The move, made public on Tuesday by al-Jazeera, is seen as Beijing’s latest attempt to punish international media whose reports the government dislikes and sees as besmirching its global image.
The expulsion “seems to be taking China’s anti-media policies to a new level,” Bob Dietz, the Asia coordinator for the Committee to Protect Journalists, said in a statement.
Chan was al-Jazeera’s only English-language reporter in China, and the Qatar-based network said in a statement that it had to close its English-language service’s bureau because her press credentials and visa were not extended.
Chan is a US citizen who worked for the network in China for five years. She had reported extensively on sensitive topics such as illegal seizures of farmland and the imprisonment of petitioners from the countryside in unofficial “black jails.”
Fourteen of the 18 questions asked at the Chinese Ministry of Foreign Affairs’ regular briefing on Tuesday concerned Chan, but ministry spokesman Hong Lei (洪磊) would not discuss her status, saying only that journalists must follow China’s laws and regulations.
All the questions about Chan were missing from the official transcript later posted on the ministry’s Web site, in keeping with Beijing’s occasional practice of ignoring sensitive questions.
An official at the ministry’s news office said she was unaware of gaps in the transcript and asked for a faxed list of questions about it.

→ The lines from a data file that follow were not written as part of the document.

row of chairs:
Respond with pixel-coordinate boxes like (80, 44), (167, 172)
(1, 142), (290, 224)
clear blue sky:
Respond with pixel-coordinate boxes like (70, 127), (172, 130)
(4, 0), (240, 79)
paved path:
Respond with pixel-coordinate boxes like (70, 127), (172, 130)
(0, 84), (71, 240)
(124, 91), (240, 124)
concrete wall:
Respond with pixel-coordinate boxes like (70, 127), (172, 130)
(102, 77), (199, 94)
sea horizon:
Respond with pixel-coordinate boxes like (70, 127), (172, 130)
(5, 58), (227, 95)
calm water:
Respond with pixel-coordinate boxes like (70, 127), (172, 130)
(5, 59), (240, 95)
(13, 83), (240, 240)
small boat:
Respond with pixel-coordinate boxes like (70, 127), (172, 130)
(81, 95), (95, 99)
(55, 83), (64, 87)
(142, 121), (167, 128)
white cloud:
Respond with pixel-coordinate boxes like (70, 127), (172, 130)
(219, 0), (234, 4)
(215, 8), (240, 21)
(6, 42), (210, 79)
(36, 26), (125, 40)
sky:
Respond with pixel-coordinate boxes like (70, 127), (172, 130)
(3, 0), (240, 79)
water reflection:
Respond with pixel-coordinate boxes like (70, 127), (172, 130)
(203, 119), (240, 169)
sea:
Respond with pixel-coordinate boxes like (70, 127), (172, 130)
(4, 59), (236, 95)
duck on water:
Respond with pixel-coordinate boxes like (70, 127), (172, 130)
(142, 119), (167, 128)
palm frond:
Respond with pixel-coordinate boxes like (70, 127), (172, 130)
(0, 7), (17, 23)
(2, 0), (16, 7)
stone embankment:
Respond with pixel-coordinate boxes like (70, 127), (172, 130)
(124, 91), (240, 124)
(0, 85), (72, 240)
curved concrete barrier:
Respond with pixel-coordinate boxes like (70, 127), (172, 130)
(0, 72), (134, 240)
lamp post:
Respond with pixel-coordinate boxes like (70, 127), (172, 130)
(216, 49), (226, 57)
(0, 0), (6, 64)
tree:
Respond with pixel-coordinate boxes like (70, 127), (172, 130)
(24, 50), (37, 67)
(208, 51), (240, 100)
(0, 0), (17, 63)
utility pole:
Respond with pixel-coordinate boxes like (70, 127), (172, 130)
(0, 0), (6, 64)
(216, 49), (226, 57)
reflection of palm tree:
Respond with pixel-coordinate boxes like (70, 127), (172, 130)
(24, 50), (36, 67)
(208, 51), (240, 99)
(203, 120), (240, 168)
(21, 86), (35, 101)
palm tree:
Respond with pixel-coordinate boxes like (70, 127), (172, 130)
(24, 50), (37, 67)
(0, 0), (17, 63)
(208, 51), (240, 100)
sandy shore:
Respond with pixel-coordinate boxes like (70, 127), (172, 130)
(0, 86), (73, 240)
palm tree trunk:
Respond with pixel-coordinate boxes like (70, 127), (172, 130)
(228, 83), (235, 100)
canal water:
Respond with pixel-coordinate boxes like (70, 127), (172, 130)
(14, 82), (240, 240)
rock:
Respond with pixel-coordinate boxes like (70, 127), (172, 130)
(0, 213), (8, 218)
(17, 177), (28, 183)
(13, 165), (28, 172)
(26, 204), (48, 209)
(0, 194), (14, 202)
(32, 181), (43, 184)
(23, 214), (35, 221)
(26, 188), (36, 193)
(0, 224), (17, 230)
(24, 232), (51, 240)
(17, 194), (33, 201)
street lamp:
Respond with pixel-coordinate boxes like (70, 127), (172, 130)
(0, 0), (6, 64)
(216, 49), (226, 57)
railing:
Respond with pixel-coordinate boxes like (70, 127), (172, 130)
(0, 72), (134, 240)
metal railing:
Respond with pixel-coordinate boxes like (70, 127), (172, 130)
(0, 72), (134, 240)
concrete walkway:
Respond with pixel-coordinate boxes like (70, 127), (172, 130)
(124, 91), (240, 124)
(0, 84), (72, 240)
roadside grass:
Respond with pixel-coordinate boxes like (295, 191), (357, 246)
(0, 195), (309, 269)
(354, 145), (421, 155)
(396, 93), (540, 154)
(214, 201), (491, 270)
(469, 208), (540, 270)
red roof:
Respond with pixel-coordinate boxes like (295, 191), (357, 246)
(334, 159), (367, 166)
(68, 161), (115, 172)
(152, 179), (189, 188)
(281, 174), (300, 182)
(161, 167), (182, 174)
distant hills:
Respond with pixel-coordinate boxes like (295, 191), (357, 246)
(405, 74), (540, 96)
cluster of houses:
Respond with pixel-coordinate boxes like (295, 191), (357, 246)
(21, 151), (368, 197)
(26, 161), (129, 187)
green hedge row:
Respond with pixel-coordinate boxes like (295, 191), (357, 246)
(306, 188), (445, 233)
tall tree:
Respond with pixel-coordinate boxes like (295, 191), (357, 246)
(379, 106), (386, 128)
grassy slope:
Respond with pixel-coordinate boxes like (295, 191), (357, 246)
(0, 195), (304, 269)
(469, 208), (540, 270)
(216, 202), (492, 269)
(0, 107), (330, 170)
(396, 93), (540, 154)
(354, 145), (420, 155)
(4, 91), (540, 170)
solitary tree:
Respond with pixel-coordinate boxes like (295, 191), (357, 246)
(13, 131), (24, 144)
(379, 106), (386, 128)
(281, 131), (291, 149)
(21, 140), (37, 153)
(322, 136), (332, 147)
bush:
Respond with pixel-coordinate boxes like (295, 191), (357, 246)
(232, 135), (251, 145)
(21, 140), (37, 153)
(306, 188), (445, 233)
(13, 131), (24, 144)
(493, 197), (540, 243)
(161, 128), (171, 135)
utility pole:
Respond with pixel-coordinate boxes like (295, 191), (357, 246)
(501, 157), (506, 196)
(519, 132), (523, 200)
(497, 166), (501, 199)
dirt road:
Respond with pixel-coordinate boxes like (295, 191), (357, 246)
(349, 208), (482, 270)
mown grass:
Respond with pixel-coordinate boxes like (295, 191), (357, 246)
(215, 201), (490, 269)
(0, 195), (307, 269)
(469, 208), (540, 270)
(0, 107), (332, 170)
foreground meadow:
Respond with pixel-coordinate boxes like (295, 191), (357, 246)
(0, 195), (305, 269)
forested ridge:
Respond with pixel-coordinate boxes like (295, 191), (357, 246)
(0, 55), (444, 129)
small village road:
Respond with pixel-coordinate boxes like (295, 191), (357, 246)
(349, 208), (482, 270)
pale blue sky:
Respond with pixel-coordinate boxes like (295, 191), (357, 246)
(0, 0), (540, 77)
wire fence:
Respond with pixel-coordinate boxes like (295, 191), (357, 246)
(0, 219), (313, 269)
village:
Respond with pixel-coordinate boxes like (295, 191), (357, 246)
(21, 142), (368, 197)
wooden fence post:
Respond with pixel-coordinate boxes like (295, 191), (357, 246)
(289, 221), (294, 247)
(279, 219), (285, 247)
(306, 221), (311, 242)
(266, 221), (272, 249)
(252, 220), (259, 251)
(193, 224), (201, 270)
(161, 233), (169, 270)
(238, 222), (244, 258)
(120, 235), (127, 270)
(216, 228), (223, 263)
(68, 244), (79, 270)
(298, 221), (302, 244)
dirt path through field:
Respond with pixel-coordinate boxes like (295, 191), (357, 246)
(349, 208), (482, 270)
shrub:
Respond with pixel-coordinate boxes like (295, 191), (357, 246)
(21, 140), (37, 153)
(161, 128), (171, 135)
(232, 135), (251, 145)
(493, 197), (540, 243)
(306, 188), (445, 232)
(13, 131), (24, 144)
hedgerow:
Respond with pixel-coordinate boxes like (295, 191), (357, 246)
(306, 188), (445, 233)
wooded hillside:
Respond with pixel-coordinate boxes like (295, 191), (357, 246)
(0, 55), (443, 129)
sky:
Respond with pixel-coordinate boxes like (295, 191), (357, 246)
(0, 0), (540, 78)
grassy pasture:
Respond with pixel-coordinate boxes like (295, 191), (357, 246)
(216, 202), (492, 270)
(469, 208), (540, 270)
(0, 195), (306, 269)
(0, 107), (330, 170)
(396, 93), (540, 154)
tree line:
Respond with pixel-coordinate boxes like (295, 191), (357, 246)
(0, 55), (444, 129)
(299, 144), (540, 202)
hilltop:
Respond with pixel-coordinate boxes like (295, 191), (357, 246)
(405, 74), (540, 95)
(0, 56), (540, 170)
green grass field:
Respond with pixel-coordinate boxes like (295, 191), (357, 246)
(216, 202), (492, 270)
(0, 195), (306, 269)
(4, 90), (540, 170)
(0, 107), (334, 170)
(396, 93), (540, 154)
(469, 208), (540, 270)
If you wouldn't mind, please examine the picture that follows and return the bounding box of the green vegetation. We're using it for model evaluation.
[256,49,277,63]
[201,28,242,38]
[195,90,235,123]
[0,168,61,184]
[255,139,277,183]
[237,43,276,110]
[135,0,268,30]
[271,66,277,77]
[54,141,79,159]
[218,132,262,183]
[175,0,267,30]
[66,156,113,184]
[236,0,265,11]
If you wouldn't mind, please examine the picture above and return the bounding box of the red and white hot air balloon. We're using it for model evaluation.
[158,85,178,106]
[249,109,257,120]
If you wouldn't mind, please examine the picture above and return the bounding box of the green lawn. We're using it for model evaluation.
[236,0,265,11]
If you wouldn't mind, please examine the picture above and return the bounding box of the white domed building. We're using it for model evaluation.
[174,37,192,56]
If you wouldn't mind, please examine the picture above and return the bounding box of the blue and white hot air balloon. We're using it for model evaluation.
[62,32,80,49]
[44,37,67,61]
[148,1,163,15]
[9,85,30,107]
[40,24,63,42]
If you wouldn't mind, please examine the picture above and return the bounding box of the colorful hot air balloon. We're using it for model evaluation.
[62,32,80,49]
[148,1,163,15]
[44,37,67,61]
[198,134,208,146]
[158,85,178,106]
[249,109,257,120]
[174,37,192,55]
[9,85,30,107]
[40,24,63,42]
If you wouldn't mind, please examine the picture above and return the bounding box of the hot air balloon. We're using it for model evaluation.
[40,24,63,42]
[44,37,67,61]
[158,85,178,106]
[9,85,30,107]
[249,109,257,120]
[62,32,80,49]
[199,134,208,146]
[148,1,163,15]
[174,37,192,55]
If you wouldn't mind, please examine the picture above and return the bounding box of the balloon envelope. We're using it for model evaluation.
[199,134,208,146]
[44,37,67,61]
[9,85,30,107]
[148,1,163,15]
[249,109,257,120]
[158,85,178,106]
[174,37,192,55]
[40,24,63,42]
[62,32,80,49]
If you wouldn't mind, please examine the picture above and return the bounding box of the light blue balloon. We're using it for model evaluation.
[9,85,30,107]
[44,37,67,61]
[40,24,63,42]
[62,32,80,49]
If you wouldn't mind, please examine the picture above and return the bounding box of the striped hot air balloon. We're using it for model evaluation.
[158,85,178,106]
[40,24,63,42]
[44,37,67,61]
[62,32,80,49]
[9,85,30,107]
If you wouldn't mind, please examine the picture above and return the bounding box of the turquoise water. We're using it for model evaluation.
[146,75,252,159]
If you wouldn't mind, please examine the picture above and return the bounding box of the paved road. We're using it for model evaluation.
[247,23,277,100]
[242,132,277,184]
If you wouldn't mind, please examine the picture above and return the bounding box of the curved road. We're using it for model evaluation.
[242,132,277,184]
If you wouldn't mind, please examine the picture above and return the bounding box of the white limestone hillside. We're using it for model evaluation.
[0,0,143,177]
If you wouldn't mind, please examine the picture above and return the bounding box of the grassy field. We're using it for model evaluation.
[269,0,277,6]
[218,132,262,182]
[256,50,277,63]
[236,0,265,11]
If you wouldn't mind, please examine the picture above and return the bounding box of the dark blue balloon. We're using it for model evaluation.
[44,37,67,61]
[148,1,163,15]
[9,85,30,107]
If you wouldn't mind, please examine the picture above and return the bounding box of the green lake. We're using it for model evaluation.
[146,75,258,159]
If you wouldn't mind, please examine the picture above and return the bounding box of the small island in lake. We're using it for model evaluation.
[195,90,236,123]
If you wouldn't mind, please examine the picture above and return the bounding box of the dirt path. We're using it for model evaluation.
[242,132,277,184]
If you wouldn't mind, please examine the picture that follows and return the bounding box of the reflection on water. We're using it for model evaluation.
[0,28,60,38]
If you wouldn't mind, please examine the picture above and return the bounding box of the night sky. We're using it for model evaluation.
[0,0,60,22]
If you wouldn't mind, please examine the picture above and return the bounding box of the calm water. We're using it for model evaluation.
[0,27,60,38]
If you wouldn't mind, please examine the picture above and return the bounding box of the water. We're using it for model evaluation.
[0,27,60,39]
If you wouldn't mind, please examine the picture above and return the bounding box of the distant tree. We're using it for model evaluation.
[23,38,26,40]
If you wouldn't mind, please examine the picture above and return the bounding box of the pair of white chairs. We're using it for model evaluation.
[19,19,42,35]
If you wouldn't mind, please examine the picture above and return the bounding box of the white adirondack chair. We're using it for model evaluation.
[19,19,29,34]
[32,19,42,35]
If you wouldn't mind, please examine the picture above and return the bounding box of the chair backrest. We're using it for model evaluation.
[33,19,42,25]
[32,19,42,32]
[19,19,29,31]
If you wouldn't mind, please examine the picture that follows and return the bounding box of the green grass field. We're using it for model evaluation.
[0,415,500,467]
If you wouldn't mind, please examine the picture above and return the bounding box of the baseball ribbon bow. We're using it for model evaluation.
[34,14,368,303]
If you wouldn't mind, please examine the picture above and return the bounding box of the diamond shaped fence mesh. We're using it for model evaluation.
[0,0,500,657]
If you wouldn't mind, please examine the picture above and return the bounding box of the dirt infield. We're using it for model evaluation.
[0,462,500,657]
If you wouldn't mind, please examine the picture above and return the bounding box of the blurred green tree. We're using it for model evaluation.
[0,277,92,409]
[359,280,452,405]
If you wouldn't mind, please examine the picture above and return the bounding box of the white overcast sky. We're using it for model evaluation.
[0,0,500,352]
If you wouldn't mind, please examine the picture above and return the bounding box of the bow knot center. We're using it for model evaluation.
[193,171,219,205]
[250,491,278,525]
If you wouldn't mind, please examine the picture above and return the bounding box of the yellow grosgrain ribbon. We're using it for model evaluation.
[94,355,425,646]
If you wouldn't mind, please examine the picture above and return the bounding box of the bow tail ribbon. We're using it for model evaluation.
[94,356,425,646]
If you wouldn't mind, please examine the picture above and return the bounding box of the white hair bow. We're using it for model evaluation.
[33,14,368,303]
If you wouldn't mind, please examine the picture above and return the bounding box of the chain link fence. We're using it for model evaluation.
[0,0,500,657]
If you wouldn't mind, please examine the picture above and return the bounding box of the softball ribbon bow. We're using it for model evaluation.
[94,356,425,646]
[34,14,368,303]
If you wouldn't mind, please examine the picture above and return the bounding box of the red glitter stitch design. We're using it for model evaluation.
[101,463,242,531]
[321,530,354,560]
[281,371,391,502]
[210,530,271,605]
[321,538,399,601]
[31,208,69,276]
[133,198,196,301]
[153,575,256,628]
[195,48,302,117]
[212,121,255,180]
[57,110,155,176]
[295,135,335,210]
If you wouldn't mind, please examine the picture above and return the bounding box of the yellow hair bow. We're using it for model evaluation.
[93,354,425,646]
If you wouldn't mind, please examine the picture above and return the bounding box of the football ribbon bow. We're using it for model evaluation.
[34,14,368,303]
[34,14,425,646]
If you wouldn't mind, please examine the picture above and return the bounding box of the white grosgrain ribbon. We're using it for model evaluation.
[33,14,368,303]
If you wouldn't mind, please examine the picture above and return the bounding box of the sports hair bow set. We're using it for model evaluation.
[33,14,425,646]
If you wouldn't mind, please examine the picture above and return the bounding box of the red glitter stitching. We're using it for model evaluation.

Though widely reported in international media and condemned by government’s and professional groups, Chan’s expulsion has not been mentioned in Chinese state media.
The US Department of State said it had followed Chan’s case closely and was disappointed by the Chinese government’s decision not to renew her accreditation.
“To our knowledge, she operated and reported in accordance with Chinese law, including regulations that permit foreign journalists to operate freely in China,” spokesman Mark Toner told a news briefing in Washington.
Al-Jazeera said no permission to replace Chan was given and its requests for additional visas for correspondents had gone unanswered. The expulsion does not impact al-Jazeera’s Arabic-language service, which maintains several accredited journalists in its Beijing bureau.
Foreign reporters in China often experience harassment, surveillance and visa problems when government officials are angry at their reports.
Al-Jazeera did not say if any reason was given for expelling Chan.
Al-Jazeera reported extensively on last year’s Arab Spring anti-government uprisings in Tunisia, Egypt and elsewhere — events that spooked the Chinese Communist Party leadership. After calls were posted online for similar protests in China, Beijing responded with a harsh crackdown on media, lawyers, writers and government critics.
Al-Jazeera’s English director of news Salah Negm defended Chan and the network’s coverage.
“We constantly cover the voice of the voiceless and sometimes that calls for tough news coverage from anywhere in world. We hope China appreciates the integrity of our news coverage and our journalism,” Negm said a statement.
A German reporter and a Japanese reporter were the last foreign journalists expelled from China, in 1998.
Chan has left China and will be returning to California, where she will take up a Knight Fellowship at Stanford University.